China's larger cities have clearly packed a more powerful economic punch than smaller urban centers. MGI estimates that in 2007 only 14 cities had populations of more than 5 million and yet they accounted for 33 percent of China's GDP. Large cities have also disproportionately attracted investment and skilled workers. One quarter of Shanghai's work force has college degrees.
Public spending overall would be somewhat lower as a share of GDP in concentrated urbanization than in dispersed growth. Energy usage would be 20 percent more efficient. The loss of arable land would be limited to some 7 to 8 percent compared with more than 20 percent in dispersed urbanization, where cities tend to expand "horizontally." Carbon emissions would be substantially lower as denser cities mitigate carbon output—and while pollution in individual cities might be higher, dealing with it is more practical on a large scale than if the problem is dispersed nationwide.
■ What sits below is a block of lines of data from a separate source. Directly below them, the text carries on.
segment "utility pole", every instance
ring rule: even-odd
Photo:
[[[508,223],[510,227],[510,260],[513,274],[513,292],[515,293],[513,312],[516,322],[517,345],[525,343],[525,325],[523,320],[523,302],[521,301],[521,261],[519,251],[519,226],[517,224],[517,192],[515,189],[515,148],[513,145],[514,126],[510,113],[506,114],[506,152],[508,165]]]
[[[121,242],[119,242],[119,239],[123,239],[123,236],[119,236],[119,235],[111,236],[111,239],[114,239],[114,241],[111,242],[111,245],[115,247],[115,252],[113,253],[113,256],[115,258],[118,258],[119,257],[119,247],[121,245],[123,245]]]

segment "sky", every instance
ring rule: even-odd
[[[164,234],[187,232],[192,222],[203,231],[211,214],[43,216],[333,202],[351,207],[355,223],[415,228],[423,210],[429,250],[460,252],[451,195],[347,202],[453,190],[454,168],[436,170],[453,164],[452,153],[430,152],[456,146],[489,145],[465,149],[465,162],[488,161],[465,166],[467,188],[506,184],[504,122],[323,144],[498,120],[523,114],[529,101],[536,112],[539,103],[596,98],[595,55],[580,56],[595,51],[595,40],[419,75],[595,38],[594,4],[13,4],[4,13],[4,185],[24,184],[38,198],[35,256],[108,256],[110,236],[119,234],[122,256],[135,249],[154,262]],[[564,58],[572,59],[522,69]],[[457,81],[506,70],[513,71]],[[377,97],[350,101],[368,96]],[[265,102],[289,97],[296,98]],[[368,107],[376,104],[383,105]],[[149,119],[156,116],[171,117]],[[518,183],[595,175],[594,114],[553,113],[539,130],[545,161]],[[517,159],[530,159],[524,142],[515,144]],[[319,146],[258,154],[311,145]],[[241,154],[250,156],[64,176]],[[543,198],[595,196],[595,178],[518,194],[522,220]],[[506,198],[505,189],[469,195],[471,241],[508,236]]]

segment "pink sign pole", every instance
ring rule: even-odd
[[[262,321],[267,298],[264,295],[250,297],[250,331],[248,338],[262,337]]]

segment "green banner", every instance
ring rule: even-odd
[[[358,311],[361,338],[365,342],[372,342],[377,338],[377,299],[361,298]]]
Beijing has many policy options if it were to decide to move in this direction. It could enforce even tighter restrictions on land acquisition by cities, slowing the growth of less-developed urban centers and favoring dense urban development in large cities; it could promote infrastructure projects including roads, refineries and ports centered on super-cities and city clusters, and it could grant more autonomy to larger cities, allowing them greater flexibility to set their own policies.
Outside observers may be skeptical about the prospect of many huge, densely packed Chinese cities. Will China spawn a new generation of cities tarnished by slums and social deprivation that we see elsewhere? Or can China manage its demographic phenomenon effectively and create a new generation of world-class modern cities to rival, say, New York or Tokyo?
The difference between the two will be effective management. Mayors will need to think more strategically and put urban productivity at the core of their thinking—focusing on the quality of urbanization rather than supporting GDP growth at any cost. Even if urbanization proceeds on its current course, China should meet its ambitious new target of quadrupling per capita GDP by 2020. But by putting urban productivity at the core of their thinking, China's urban developers will deliver much greater improvements in the quality of life of its citizens.
Some cities such as Wuhan, Qingdao and Hangzhou are already showing the way, pioneering innovative approaches to boosting the efficiency of public-service delivery, developing talent sometimes in conjunction with the private sector and experimenting with new antipollution and anticongestion measures. China needs to replicate their successes across the nation and do so urgently because the pressures of urbanization will hit the most vulnerable—migrants and small cities—the hardest.
How China manages its transformation will not only shape the nation but exert a powerful influence around the globe. As the world watches China's progress, there is little doubt that the sheer scale of change is impressive. But the ingenuity of city managers, their efficient use of resources and a strategic approach centered on concentrated growth and urban productivity will be the yardsticks of long-term success.